Chowbus has carved out space in the crowded food-delivery marketplace with its curated, dish-centric approach. Staff handpick the best dishes from each restaurant to showcase on the app, and customers can bundle dishes from different restaurants in one order without extra fees.
As Chowbus has picked up speed, Wen has maintained his close connection with owners of authentic, independent Asian restaurants. “Our passion is to help small business owners,” he says. “I always say if they succeed, we succeed.”
In early 2020, Wen saw that Chinese restaurants were among the first affected by public reaction to the COVID-19 pandemic, suffering large drops in business even before the first cases showed up in the U.S. Chowbus shifted into gear to soften the blow by lowering the commissions they charge their partner restaurants, adding perks for customers such as free masks and appetizers, and even hiring a bilingual consultant to help restaurant owners apply for small business Paycheck Protection Program loans.
“As long as we can do it and as long as the restaurants need help, we’ll be there,” Wen says.
Da Mao Jia in Chicago is new to the Chowbus fold, but the restaurant’s chief executive officer, Heng Shi, is already seeing results with increased delivery sales.
“They are helping me push advertisements through email, Instagram, Facebook, and WeChat [to] gain visibility,” he notes.

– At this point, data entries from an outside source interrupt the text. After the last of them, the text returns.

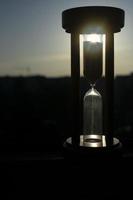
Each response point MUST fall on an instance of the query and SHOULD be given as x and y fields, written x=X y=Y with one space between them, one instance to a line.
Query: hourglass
x=92 y=103
x=92 y=22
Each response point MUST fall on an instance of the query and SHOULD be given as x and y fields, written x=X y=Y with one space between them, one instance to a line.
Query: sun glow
x=94 y=38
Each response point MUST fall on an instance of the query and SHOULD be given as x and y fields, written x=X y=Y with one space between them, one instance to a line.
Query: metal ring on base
x=94 y=147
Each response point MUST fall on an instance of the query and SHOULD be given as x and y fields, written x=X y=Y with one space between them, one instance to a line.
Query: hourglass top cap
x=90 y=19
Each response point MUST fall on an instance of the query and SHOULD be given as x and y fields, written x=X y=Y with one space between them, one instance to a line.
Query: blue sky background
x=32 y=41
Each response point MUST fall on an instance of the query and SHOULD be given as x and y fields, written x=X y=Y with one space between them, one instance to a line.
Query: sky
x=33 y=42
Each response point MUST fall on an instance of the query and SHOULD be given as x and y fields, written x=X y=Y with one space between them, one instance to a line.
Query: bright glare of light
x=93 y=38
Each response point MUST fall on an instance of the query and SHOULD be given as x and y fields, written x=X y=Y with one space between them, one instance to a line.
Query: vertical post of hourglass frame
x=75 y=75
x=109 y=87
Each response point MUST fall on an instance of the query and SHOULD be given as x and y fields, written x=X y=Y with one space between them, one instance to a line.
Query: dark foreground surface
x=35 y=119
x=50 y=176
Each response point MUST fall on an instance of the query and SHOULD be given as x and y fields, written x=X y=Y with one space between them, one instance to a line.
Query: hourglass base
x=94 y=145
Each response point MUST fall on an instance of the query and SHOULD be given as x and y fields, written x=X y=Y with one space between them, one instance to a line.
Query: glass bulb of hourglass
x=92 y=111
x=92 y=116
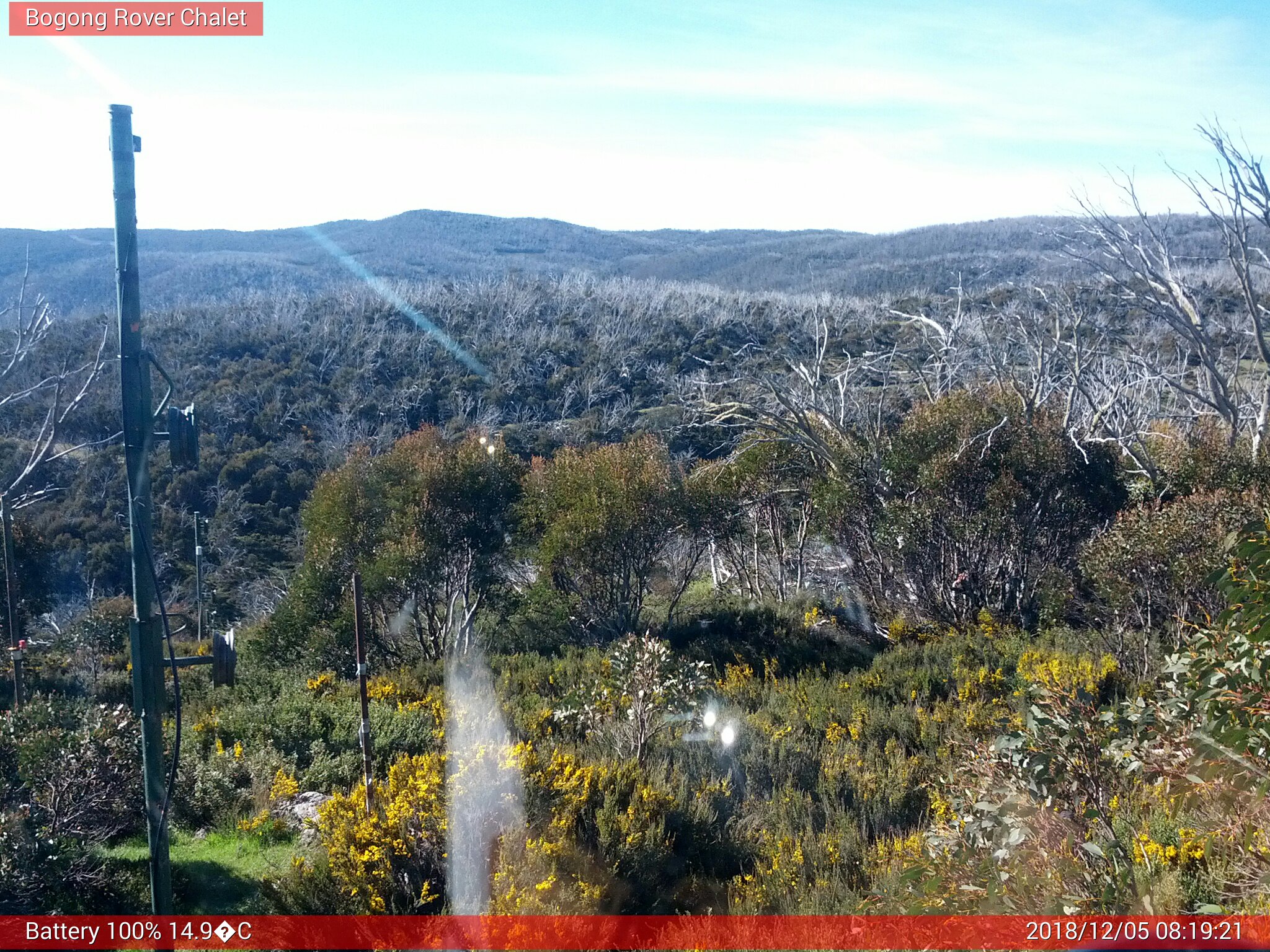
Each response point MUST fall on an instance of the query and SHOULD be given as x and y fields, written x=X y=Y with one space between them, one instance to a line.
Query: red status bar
x=636 y=932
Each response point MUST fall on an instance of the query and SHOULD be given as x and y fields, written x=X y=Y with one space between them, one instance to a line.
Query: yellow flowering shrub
x=393 y=858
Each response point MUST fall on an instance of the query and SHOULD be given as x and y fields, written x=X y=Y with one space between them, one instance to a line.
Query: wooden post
x=11 y=592
x=365 y=733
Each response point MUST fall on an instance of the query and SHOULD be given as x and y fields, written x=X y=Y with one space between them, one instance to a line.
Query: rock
x=300 y=813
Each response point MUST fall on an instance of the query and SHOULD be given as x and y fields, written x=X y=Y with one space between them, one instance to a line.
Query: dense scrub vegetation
x=789 y=603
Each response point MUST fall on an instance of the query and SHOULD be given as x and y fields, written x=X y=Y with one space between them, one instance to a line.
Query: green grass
x=218 y=874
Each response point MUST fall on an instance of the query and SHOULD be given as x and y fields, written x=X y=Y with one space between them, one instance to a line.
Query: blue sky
x=858 y=115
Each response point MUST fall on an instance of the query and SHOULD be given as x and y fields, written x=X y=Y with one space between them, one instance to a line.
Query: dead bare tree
x=65 y=386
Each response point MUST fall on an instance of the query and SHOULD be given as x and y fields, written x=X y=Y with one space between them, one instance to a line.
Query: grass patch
x=220 y=873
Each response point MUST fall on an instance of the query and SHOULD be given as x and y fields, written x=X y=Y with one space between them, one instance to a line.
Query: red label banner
x=136 y=19
x=637 y=932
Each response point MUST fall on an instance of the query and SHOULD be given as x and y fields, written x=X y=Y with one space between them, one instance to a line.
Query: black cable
x=175 y=682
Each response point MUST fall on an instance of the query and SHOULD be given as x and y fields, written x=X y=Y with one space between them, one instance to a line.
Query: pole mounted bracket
x=224 y=659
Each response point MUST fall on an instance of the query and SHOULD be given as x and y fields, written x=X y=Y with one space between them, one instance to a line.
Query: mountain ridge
x=74 y=268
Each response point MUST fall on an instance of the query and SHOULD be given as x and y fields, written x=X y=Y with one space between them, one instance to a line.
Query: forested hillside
x=74 y=267
x=943 y=599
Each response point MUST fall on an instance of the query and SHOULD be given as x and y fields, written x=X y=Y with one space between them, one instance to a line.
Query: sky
x=856 y=115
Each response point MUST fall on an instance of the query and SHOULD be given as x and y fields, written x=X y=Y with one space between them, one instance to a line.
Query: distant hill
x=75 y=268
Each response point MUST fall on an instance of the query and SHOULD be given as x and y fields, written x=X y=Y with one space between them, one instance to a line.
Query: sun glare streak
x=104 y=76
x=355 y=267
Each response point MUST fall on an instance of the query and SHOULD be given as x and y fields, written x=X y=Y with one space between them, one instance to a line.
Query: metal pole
x=11 y=593
x=365 y=733
x=146 y=631
x=198 y=582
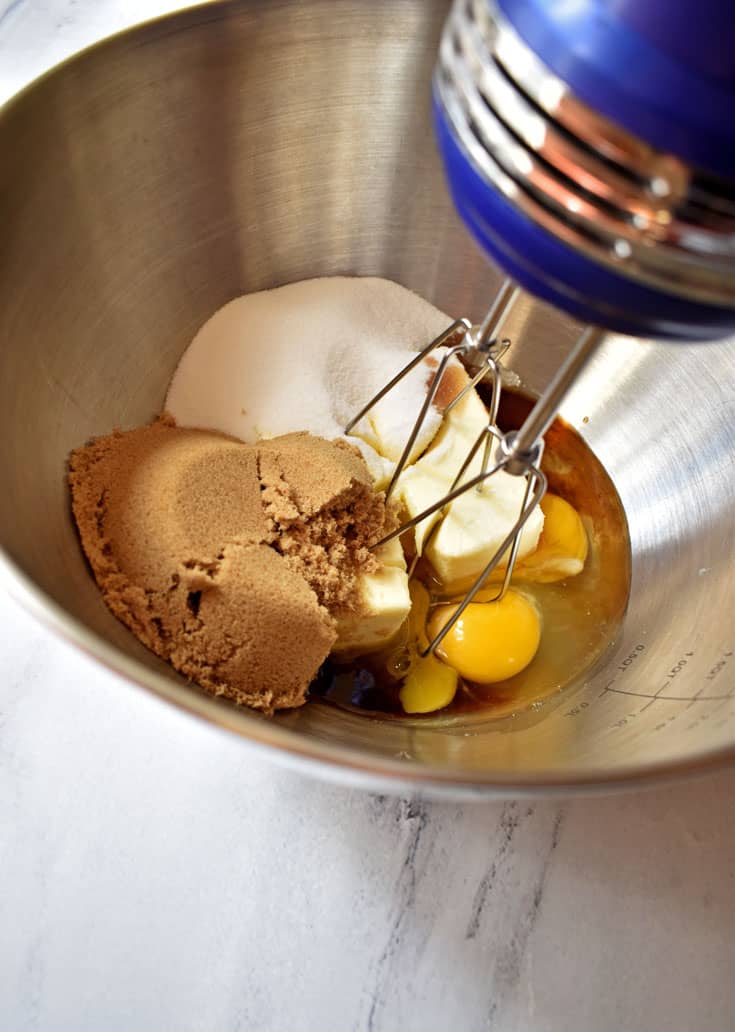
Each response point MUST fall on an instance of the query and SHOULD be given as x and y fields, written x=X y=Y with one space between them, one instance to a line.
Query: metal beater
x=611 y=196
x=518 y=452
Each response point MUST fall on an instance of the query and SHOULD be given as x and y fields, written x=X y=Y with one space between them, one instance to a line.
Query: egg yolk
x=563 y=546
x=491 y=641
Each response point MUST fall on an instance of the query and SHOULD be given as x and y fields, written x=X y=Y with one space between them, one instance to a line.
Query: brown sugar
x=223 y=557
x=323 y=512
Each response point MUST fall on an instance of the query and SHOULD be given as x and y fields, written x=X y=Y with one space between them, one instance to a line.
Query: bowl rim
x=288 y=748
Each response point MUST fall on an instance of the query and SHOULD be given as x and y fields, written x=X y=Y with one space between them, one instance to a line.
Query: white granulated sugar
x=307 y=357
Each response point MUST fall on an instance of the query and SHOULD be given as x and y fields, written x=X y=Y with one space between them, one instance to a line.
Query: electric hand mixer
x=589 y=148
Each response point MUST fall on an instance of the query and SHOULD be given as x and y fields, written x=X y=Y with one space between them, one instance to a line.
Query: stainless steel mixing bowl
x=233 y=148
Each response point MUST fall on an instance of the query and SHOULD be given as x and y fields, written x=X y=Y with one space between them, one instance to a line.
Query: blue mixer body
x=661 y=69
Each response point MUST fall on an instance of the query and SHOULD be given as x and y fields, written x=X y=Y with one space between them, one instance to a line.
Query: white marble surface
x=156 y=876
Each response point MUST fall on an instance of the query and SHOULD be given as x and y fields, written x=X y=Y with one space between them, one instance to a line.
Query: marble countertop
x=157 y=876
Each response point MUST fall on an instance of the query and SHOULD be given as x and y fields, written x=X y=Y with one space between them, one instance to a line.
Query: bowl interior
x=242 y=146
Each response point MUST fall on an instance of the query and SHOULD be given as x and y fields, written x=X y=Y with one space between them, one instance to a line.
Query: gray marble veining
x=155 y=875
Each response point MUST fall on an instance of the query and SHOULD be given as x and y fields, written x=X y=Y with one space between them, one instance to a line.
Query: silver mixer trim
x=604 y=192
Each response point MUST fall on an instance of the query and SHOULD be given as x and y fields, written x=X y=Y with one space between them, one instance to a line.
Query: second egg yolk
x=491 y=641
x=563 y=547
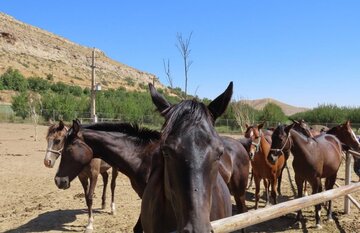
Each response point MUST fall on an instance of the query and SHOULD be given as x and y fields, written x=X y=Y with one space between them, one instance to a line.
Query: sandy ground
x=30 y=201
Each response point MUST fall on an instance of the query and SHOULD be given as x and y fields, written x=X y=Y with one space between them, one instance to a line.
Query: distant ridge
x=289 y=110
x=36 y=52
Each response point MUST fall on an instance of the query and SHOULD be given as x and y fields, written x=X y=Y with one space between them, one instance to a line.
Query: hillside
x=36 y=52
x=289 y=110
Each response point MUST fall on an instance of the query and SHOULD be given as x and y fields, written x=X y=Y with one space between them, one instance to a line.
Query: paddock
x=30 y=201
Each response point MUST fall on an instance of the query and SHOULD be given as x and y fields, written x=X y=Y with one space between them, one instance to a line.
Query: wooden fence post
x=347 y=201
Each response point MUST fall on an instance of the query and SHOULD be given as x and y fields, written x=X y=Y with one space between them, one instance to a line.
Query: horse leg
x=266 y=185
x=257 y=190
x=105 y=177
x=138 y=227
x=329 y=184
x=273 y=188
x=251 y=178
x=114 y=174
x=84 y=182
x=299 y=183
x=305 y=189
x=316 y=187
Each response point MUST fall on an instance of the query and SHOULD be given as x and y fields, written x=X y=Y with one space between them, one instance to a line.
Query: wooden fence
x=241 y=221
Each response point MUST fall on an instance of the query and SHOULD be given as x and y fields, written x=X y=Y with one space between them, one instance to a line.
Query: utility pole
x=93 y=90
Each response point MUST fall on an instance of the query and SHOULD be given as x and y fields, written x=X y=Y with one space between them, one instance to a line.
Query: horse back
x=331 y=152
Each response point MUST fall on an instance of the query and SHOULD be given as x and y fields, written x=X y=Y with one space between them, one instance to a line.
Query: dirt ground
x=30 y=201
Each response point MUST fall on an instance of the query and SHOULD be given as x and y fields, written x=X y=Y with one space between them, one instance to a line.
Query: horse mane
x=190 y=112
x=132 y=130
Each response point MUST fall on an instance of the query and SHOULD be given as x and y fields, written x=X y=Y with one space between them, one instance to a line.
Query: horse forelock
x=52 y=130
x=185 y=115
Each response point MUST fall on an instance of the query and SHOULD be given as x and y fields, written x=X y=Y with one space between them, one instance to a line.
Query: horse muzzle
x=62 y=182
x=49 y=163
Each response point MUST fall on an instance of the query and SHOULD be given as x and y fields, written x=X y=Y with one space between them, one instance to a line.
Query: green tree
x=38 y=84
x=272 y=113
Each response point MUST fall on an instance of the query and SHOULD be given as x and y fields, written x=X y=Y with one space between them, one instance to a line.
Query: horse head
x=75 y=155
x=281 y=142
x=254 y=133
x=191 y=150
x=55 y=143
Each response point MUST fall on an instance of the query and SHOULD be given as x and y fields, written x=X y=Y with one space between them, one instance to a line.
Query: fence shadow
x=52 y=220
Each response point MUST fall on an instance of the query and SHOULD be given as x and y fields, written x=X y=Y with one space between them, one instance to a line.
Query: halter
x=257 y=145
x=58 y=152
x=282 y=148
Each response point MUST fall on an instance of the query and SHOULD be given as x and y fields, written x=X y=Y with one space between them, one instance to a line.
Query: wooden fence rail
x=241 y=221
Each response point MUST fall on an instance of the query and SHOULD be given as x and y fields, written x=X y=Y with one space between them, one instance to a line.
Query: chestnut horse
x=261 y=167
x=313 y=159
x=55 y=143
x=185 y=190
x=127 y=147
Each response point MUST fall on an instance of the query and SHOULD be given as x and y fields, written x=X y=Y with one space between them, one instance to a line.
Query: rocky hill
x=36 y=52
x=289 y=110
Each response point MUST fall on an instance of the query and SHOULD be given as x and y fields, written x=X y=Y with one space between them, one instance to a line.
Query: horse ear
x=220 y=103
x=261 y=125
x=75 y=127
x=51 y=122
x=160 y=102
x=61 y=125
x=347 y=123
x=294 y=121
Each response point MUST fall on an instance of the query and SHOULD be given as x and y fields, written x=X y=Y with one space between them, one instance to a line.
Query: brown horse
x=261 y=167
x=346 y=136
x=185 y=190
x=234 y=169
x=313 y=159
x=55 y=138
x=127 y=147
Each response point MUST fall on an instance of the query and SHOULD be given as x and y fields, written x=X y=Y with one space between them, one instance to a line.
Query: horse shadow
x=52 y=220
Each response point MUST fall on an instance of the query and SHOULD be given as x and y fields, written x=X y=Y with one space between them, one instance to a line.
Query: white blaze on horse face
x=354 y=136
x=50 y=157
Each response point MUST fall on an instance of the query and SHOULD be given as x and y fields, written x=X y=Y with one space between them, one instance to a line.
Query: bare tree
x=35 y=105
x=244 y=113
x=183 y=46
x=168 y=73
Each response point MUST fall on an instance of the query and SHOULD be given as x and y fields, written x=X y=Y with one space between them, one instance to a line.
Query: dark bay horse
x=185 y=190
x=261 y=167
x=313 y=159
x=125 y=146
x=55 y=139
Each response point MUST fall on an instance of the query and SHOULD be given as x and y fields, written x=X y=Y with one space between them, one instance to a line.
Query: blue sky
x=303 y=53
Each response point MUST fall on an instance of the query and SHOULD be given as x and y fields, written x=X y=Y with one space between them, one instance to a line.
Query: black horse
x=185 y=190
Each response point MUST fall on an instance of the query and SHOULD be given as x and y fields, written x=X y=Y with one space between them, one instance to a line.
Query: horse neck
x=265 y=146
x=117 y=149
x=296 y=140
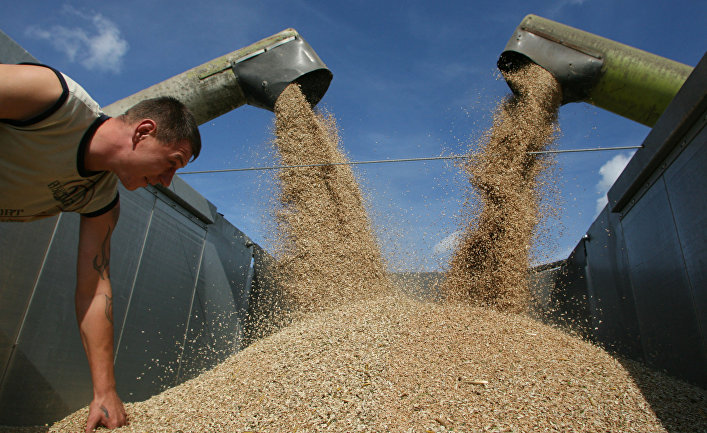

As another plus, Shi points to the company’s sales representatives, who are local, speak Chinese, and check in “almost daily” to talk about marketing strategies.
With new funding and plans for scaling up, Wen says the focus at Chowbus is on building a long-term sustainable business. “Some people ask me, ‘How did you get here today?’” he says. “I don’t feel like I’m successful yet, there are so many things to do.”